Milgrom points out that as today's democracies and enlightened ideals have failed to stomp out slavery (in 2001 there were an estimated 27 million slaves in the world ... only Antarctica is free of slavery (some 50,000 in the US alone)) why do you think it would be wise for anti-slavery laws if admitted into Torah to have taken root? The principles are certainly there, if applied, is that not enough?

Perry Willis said...

I have been reading the Biblical-slavery thread that has been running on several blogs for several days now. I have nothing to add to the point-counterpoint exchanges I have read. Rather, I want to state a general impression I have of the Biblical apologists who have made comments. I am struck by the quick-sand nature of all of their arguments. I feel confident in asserting that they would not for a moment accept the kind of reasoning, nuancing, and rationalization they engage in when trying to make the Bible appear better than it really is, were they to hear such arguments made on behalf of Islam or some other religion or belief-system they oppose. I feel constantly that I am being confronted with a deep and pervasive moral relativism which asserts weak standards of reason for itself, and strong standards for everyone else.

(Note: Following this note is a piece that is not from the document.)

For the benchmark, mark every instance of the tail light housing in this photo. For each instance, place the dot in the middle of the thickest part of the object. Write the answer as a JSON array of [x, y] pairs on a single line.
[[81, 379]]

What would happen if religious minds judged their own beliefs by the same standards they employ to judge the beliefs of others? I, for one, suspect that we would have no religion anymore. But how do you get a rootless relativist to apply consistent standards? It seems impossible, and so I just watch with a mingled reaction of awe, amusement, fear, disgust, and fatigue, as the religious relativists of all stripes tie themselves in knots. In short, it is to laugh, it is to cry.

Jonathan said...

Mark. It sounds to me like you are arguing against a literal interpretation of the Bible, which is fine.

But it seems to me that when confronted with issues like this, "fundamentalists" or "literalists" all of a sudden become liberal theologians.

Mark said...

Jon,

I'm a little fresh behind my ears with respect to my Christian faith to have hard and fast ideas of inerrancy, liberal vs literal. I'm working on another post on this however, we'll see if that helps clear things up.

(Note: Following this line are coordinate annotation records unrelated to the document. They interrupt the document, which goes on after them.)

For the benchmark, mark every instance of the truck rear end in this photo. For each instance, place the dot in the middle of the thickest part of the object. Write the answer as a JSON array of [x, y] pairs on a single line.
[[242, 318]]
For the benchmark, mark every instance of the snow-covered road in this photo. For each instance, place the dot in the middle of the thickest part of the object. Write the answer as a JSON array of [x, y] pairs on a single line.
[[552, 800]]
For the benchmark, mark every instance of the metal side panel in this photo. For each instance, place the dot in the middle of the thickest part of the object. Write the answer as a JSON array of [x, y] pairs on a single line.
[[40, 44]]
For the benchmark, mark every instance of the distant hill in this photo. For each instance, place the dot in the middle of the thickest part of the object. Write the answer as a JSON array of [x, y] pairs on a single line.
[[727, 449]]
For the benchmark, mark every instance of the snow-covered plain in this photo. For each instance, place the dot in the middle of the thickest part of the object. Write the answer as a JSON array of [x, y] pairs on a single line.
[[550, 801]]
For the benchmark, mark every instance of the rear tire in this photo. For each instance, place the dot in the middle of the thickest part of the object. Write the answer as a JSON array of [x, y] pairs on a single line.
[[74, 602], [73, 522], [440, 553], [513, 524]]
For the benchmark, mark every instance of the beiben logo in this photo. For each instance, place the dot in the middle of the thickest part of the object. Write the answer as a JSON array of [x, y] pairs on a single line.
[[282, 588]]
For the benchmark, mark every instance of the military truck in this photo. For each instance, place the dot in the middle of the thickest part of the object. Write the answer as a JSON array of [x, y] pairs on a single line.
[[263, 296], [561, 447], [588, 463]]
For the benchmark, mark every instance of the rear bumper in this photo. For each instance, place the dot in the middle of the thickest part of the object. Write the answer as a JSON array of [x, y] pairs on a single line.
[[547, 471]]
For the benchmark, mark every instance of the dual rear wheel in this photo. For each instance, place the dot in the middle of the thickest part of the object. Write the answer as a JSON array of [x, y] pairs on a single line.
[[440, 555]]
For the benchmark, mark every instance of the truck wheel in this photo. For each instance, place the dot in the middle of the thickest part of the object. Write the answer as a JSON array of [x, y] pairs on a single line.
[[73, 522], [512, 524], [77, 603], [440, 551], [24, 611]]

One consideration though that occurred to me last night. Leviticus and much of the OT canon was laid down in text during the excillic period in Babylon, when in fact the Hebrews were themselves enslaved. Might it be more difficult if not suicidal for a people to write open direct confrontational against their current lot. Polytheists are often more tolerant of those who worship other gods, but worship one who teaches that their current state and the institution in which they dwell is against that religion might be a prescription for genocide.